Direktur Eksekutif INFUS (Institute for Strategy and Public Policy Studies), Gde Siriana Yusuf, menanggapi mencuatnya isu pemakzulan Wakil Presiden Gibran Rakabuming Raka sebagai refleksi krisis etika dalam sistem demokrasi Indonesia serta belum tuntasnya transisi kekuasaan dari era Presiden Joko Widodo ke era Presiden terpilih Prabowo Subianto.

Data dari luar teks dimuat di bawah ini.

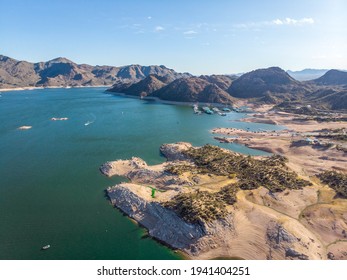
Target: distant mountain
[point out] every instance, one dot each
(332, 78)
(194, 89)
(208, 89)
(271, 81)
(142, 88)
(64, 72)
(222, 81)
(307, 74)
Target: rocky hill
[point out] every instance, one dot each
(262, 82)
(307, 74)
(142, 88)
(332, 77)
(207, 89)
(63, 72)
(194, 89)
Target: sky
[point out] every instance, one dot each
(196, 36)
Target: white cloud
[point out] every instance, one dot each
(291, 21)
(276, 22)
(159, 28)
(190, 32)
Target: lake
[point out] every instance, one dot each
(51, 190)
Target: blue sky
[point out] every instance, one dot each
(197, 36)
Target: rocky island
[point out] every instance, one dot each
(209, 202)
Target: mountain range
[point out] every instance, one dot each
(271, 85)
(63, 72)
(307, 74)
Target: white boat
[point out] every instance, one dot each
(46, 247)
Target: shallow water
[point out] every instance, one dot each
(51, 191)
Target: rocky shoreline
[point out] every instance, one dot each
(260, 225)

“Pemakzulan ini bukan semata soal pelanggaran hukum, tetapi sinyal kuat bahwa ada kegelisahan di kalangan elite dan masyarakat sipil atas lemahnya etika publik dalam proses politik kita,” ujar Gde Siriana dalam keterangannya, Rabu (10/7).

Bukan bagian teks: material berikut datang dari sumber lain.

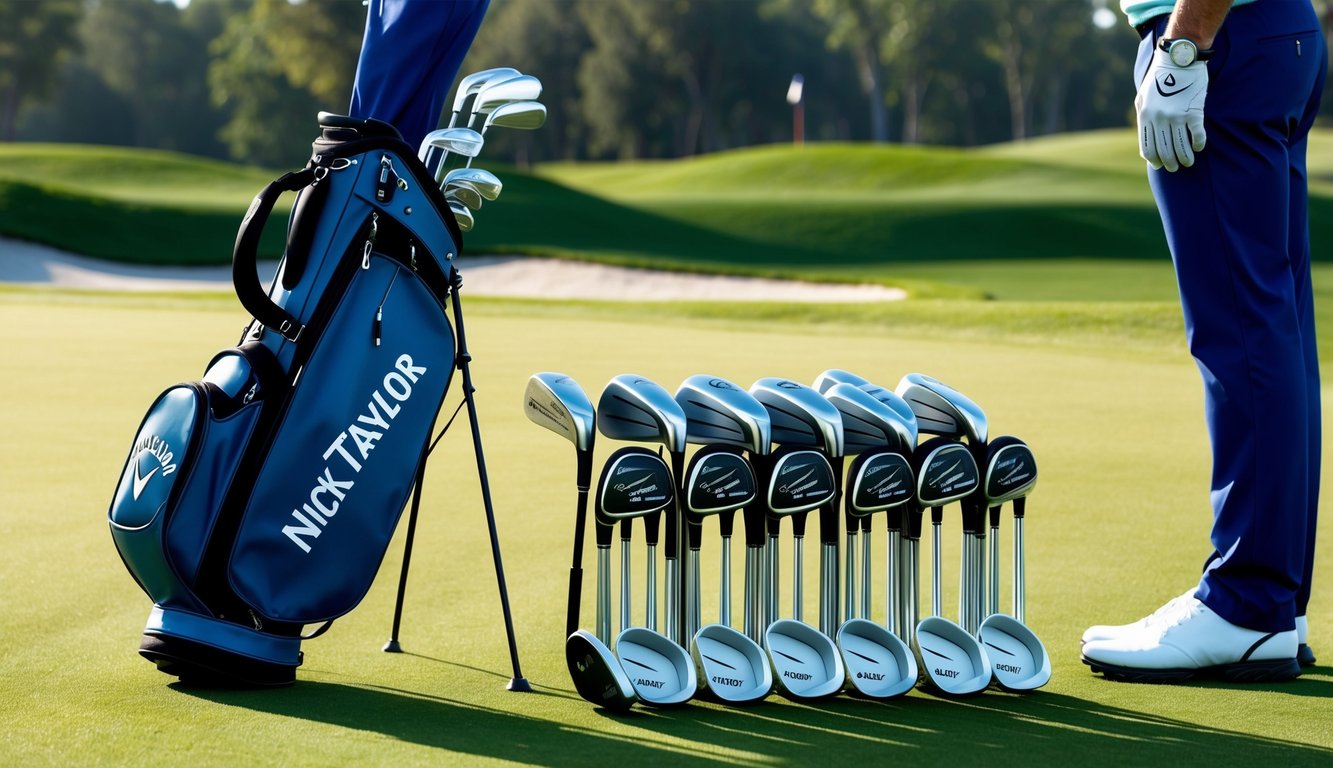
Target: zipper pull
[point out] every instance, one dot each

Menurut Gde, sejak awal pencalonan Gibran telah menimbulkan kontroversi besar, utamanya karena perubahan mendadak syarat pencalonan oleh Mahkamah Konstitusi yang membuka jalan bagi Gibran untuk maju. “Putusan MK itu kemudian dinyatakan cacat secara etik oleh Majelis Kehormatan MK. Tapi tetap dijalankan. Ini preseden buruk bagi demokrasi,” tegasnya.
Ia menilai surat pemakzulan yang diajukan oleh sekelompok purnawirawan jenderal TNI ke DPR bukan hanya aksi spontan, tetapi bentuk ekspresi keresahan atas memburuknya kualitas institusi demokrasi. “Para purnawirawan itu punya sejarah panjang dalam kekuasaan. Mereka tentu membaca bahwa ada anomali serius dalam kontestasi politik dan tata negara,” ungkap Gde.

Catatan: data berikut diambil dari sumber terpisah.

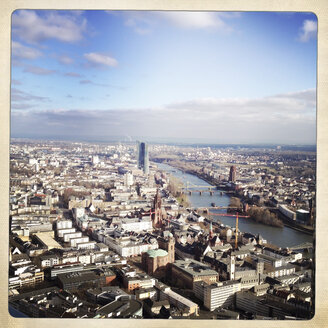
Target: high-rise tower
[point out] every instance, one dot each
(143, 156)
(232, 174)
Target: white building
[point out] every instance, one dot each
(128, 179)
(220, 294)
(129, 246)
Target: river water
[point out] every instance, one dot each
(283, 237)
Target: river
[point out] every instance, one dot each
(283, 237)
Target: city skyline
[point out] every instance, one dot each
(222, 77)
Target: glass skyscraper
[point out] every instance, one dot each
(143, 156)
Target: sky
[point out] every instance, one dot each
(219, 77)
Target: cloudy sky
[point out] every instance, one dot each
(221, 77)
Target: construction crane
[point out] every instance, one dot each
(234, 215)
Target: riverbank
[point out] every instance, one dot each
(205, 201)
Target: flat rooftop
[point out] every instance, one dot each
(194, 268)
(47, 239)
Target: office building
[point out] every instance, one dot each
(232, 174)
(143, 157)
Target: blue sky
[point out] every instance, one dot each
(222, 77)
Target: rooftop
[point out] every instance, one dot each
(194, 268)
(157, 252)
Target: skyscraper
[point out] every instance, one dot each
(143, 156)
(232, 174)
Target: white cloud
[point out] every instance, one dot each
(38, 70)
(21, 51)
(33, 27)
(66, 60)
(288, 118)
(308, 30)
(94, 58)
(144, 22)
(193, 20)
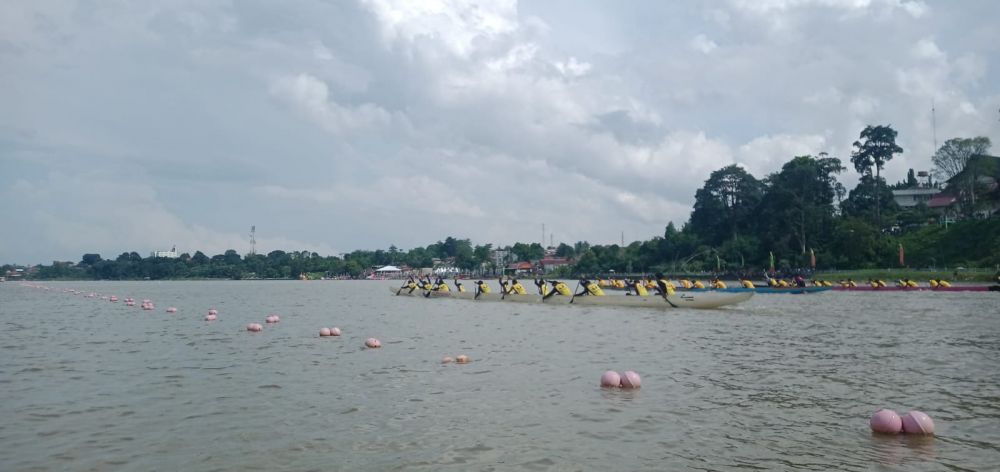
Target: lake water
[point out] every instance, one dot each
(780, 382)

Dalam pandangan Gde Siriana, isu ini bukan semata-mata soal Gibran pribadi, melainkan lebih luas sebagai gejala politik dinasti yang kini mendapatkan pembenaran hukum melalui celah-celah manipulatif. “Ketika politik dinasti dijustifikasi dengan cara-cara manipulatif, maka rakyat mulai meragukan integritas negara,” tegasnya.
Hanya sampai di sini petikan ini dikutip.